Basket, l’Italia supera le Filippine e accede alla seconda fase del mondiale

Il traguardo minimo è stato tagliato. L’Italia di Gianmarco Pozzecco ha guadagnato il pass per il secondo turno, superando per 90-83 le Filippine.
La caduta inopinata contro la Repubblica Dominicana è stata così archiviata senza conseguenze sportivamente drammatiche. Restiamo in un mondiale in cui la blasonata e accreditata Francia ha già salutato la compagnia e altre grandi hanno provato sulla propria pelle come le distanze col resto del mondo si siano palesemente accorciate. Saranno presumibilmente Serbia e Portorico le prime due classificate del girone B, che comporranno con Italia e Repubblica Dominicana il girone del secondo turno.

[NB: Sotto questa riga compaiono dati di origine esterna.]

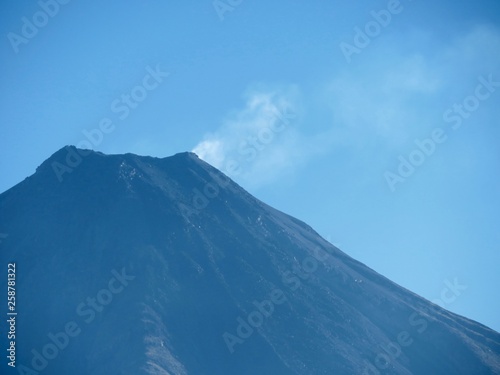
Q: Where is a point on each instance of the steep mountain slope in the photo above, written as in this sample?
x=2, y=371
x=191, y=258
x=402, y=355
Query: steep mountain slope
x=138, y=265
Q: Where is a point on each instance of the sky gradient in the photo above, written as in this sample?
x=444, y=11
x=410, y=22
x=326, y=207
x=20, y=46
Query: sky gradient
x=377, y=124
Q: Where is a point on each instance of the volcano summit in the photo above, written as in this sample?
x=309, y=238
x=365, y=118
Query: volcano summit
x=141, y=265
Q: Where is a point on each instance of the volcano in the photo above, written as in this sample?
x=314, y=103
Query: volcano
x=127, y=264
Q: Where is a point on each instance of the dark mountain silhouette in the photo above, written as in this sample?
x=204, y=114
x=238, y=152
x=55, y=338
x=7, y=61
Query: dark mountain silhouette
x=129, y=264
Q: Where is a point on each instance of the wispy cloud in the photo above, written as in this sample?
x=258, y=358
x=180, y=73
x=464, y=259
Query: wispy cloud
x=257, y=143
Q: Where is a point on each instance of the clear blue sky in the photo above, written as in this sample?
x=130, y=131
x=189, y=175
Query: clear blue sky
x=353, y=107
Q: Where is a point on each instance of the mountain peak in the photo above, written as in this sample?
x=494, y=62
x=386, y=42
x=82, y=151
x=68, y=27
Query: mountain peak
x=167, y=266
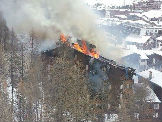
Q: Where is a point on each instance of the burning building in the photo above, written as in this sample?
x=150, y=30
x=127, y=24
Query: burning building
x=103, y=74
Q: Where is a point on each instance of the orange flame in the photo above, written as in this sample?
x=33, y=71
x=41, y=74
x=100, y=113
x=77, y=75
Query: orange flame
x=83, y=48
x=63, y=38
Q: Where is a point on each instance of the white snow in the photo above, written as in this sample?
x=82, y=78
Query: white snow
x=110, y=2
x=152, y=96
x=159, y=38
x=153, y=13
x=156, y=76
x=121, y=16
x=137, y=39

La sconfitta con i dominicani riduce le possibilità azzurre di accesso ai quarti di finale, ma il successo di ieri vale anche la qualificazione al torneo preolimpico.

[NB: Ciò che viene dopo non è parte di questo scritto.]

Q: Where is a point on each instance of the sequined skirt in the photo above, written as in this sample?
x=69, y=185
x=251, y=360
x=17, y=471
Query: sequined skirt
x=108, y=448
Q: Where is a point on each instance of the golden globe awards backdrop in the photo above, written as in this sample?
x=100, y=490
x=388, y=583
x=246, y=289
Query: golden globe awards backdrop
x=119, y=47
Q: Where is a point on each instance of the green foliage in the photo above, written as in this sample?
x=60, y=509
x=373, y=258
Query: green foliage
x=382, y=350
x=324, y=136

Stavolta gli azzurri sono riusciti a tirare con percentuali dignitose, sebbene Fontecchio, proprio il più prolifico a fine match con 18 punti, abbia continuato a bisticciare con i tiri dall’arco.

UN MATCH GIOCATO CON LA NECESSARIA FREDDEZZA

Il rischio contro il quintetto delle Filippine era che la gara si trasformasse in una battaglia senza esclusione di colpi, un po’ come era accaduto con i dominicani. Gli azzurri hanno invece giocato con determinazione, ma anche con la giusta calma, facendo emergere le differenze di natura tecnica e non perdendosi d’animo per un primo quarto in cui il quintetto di Reyes, trascinato da Clarkson, è riuscito a giocare a gran velocità e a sorprendere così la difesa azzurra.
Nel secondo quarto però “Pozz” ha chiesto ed ottenuto dai suoi ben altra intensità difensiva e con le penetrazioni di Pozzecco e Tonut ha allungato fino al 48-39 dell’intervallo lungo.
Alla ripresa delle ostilità l’Italia sfrutta il pick’n’roll e attacca con costrutto le maglie un po’ larghe dei filippini, bravi a correre in attacco, ma non sempre attenti a tornare nel rispetto delle posizioni. È Pajola ad assestare ai padroni di casa il colpo del ko con tre triple di fila in chiusura di periodo (60-73).
Nel quarto conclusivo anche Ricci fa la voce grossa, l’Italia vola a più diciotto, ma poi concede l’onore delle armi e con esso, forse, un po’ troppa confidenza ai forsennati del corri e tira. Così i 18 di massimo margine si assottigliano in modo consistente, senza mai mettere realmente in discussione l’esito del match.
Ora l’asticella si alza, ma l’Italbasket non si spaventa: non ha stelle, non è la più forte, ma è una squadra un po’ matta che ha licenza di stupire.